No cases of the Texas Courts have been cited, nor has independent research disclosed any, that support appellant's view. The cases of William Cameron & Co., Inc., v. Thompson, Tex.Civ.App., 175 S.W.2d 307, and Westheimer Transfer & Storage Co., Inc., v. Houston Building Co., Inc., Tex.Civ.App., 198 S.W.2d 465, relied upon by appellant are not in point. Article 2212, supra, creates a right of contribution only in the event of a judgment and does not suggest that a tortfeasor may settle a claim against him before judgment and thereafter seek contribution from one whom he conceives to be equally liable.3


Appellant urges, however, that since the United States refused to appear in the suits in the State Courts and successfully resisted its efforts to make it a party to those actions, and since the settlements effected were "fair and reasonable", the right to contribution may be asserted under Article 2212, supra. The statute creates a right of contribution in favor of a party only when he has paid a judgment rendered against him and makes no provision for contribution in cases where a cause of action is settled without contest as to liability. While the Legislature might have made provision for contribution in such situations, none was made. In the absence thereof, and of any authoritative construction to the contrary by the Texas Courts, we must decline to so enlarge the terms of the statute as to create a right which exists neither at common law, nor by statute.

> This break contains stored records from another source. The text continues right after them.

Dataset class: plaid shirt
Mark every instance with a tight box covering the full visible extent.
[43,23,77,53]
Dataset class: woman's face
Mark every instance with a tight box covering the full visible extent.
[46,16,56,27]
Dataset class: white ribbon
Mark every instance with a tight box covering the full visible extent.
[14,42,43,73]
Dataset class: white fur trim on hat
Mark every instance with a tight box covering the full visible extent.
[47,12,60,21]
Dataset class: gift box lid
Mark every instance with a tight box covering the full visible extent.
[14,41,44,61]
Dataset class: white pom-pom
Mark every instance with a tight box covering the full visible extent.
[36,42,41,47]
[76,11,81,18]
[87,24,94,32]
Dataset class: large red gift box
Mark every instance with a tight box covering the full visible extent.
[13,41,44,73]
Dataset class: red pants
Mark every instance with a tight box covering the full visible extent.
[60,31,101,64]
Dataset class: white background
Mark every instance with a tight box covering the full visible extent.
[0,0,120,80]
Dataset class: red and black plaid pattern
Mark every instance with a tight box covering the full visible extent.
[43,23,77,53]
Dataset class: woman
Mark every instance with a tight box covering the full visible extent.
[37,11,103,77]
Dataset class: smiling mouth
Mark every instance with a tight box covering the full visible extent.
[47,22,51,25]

What we have above ruled determines this appeal, and renders unnecessary any discussion of the several remaining questions which the parties, by brief and argument, have forcibly presented and supported with skillful and industrious research and citations.


The judgment of the trial Court was correct. It is, accordingly,




1. The United States originally filed a motion to dismiss the suit, contending that an action for indemnity or contribution could not be brought under the Federal Tort Claims Act. From an adverse holding of the trial Court, it filed a cross-appeal. However, it now concedes that the case of United States v. Yellow Cab Company, 340 U.S. 543, 71 S.Ct. 399, 95 L.Ed. 523, controls this question and has abandoned its cross-appeal.

2. City of Weatherford Water, Light & Ice Co. v. Veit, Tex.Civ.App., 196 S.W. 986.

3. The trial Judge, in his memorandum opinion, stated: "To permit recovery of contribution under these circumstances would extend the meaning of Article 2212 far beyond its terms and beyond the interpretation placed upon it by the Texas Courts (10 Tex.Juris `Contribution' p. 544). I am not inclined to do further violence to the terms of the statute. If it is desirable that contribution be permitted under such circumstances, the Legislature should so provide."